Chimienti & Associates has partnered with various Third Party Administrators with proven track records for service. These partnerships have allowed our Agency to offer discounted Administration Fees for a Flex Plan Set Up, when including our Voluntary Benefit Plans.
Through our market knowledge, we stay informed of all the trends and developments associated with Flexible Benefit Plans. Our Benefits Counselors can effectively communicate Flexible Benefits Plans to our clients through extensive program knowledge, interpersonal skills, and enrollment support materials. We utilize state of the art electronic enrollment capabilities including one-on-one Laptop Benefits Enrollment or Internet Web-based Enrollment options designed to best suit the client’s needs.
- Tax Savings
- FUTA Enhanced Benefits Programs
- FICA Savings
- Benefits Choices
- Increases Spendable Income for Employees
Available Enrollment Platforms
The experience and relationships developed over the years with our Providers and Carriers’ enrollment platforms allows our Agency to offer clients a variety of system options at a discounted cost, and in some scenarios at no cost, while maintaining the highest levels of trained professional support to our clients.
- Ease Central
- Allstate AllAp
- Common Census
Common Remitter Services
When an Employer offers their employees a variety of products provided through multiple insurance carriers, they may experience difficulty when reconciling their bills. Not all products are “paid as billed.” For example, bills for self-administered group products are adjusted between billing periods to account for new hires or terminations. Some Employers require all deductions be combined into a single-slot payroll deduction, which can become complicated when multiple bills are combined with employee-paid or contributory products. Common Remitter Services (CRS) allow you to make one monthly payment to them and they reconcile all of the voluntary carriers’ premiums and remit them for your company.
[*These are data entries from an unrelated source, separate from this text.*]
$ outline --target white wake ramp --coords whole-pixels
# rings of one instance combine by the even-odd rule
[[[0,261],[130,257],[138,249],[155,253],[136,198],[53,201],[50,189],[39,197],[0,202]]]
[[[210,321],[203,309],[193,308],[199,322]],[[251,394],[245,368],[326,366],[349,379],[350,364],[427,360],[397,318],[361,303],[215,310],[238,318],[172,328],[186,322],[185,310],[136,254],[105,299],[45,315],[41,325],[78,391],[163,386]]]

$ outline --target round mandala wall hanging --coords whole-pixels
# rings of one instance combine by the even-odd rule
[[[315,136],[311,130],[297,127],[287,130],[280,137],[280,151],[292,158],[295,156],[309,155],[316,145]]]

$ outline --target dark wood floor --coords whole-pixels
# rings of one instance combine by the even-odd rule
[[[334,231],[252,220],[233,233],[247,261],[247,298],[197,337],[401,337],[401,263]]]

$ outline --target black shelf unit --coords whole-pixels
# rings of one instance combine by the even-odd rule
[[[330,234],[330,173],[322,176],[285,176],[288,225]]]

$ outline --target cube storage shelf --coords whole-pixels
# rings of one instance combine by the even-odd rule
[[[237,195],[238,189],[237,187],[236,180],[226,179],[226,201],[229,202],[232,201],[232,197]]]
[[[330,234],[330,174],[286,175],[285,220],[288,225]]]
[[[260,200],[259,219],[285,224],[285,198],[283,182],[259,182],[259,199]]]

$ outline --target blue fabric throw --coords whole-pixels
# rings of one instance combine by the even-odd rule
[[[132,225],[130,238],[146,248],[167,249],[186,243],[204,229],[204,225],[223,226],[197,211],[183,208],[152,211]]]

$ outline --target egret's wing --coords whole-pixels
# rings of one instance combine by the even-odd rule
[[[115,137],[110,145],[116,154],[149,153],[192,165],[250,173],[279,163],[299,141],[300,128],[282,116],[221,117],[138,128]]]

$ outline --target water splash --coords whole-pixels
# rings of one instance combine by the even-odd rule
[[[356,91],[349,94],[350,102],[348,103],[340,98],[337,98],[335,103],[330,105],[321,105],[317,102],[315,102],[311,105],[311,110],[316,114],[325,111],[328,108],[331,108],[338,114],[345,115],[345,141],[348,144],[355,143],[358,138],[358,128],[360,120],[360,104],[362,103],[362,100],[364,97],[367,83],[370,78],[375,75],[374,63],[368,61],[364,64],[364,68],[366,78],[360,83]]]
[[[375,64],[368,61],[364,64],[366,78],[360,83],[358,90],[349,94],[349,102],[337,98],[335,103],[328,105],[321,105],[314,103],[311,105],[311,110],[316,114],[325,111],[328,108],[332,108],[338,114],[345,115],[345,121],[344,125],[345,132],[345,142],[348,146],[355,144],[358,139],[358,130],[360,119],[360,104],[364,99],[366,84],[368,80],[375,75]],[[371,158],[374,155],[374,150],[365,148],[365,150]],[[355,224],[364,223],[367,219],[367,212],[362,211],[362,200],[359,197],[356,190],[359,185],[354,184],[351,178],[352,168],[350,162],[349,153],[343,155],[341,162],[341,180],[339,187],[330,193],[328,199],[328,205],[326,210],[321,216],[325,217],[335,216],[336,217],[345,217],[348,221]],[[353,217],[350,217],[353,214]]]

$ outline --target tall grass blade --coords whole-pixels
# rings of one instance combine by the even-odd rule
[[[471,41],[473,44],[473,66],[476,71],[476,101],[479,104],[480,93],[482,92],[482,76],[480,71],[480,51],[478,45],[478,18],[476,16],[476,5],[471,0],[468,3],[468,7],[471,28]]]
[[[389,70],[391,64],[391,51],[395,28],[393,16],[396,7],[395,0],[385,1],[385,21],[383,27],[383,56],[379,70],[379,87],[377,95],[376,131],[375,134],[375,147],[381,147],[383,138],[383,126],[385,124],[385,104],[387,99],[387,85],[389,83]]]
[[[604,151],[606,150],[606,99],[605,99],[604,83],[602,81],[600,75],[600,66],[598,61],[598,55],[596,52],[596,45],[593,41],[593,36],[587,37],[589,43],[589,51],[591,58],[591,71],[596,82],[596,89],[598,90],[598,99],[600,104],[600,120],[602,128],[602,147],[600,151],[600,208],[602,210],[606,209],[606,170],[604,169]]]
Common remittance (also known as Single Source Billing or Third Party Administration/TPA) is a bill paying function that utilizes payroll deductions and streamlines payment of premium. It allows for an Employer to remit premium using only one method of payment, whether it be by check or wire transfer. The payment is then automatically allocated to each carrier for each individual employee by the Common Remitter.
One benefit to using a TPA is that it makes premium payments simple and safe. Using a Common Remitter Service or TPA can increase efficiency for all payroll deducted benefits, reduce data entry, and reduce the need for vendor forms, mailing costs, and report preparations.
Chimienti & Associates offers services through two TPAs. We also offer eligibility management systems for companies with 75 or more employees that can include common remittance services such as premium tracking and payroll deduction reconciliation against voluntary benefit eligibility records.
Employers are not limited to our TPA service providers.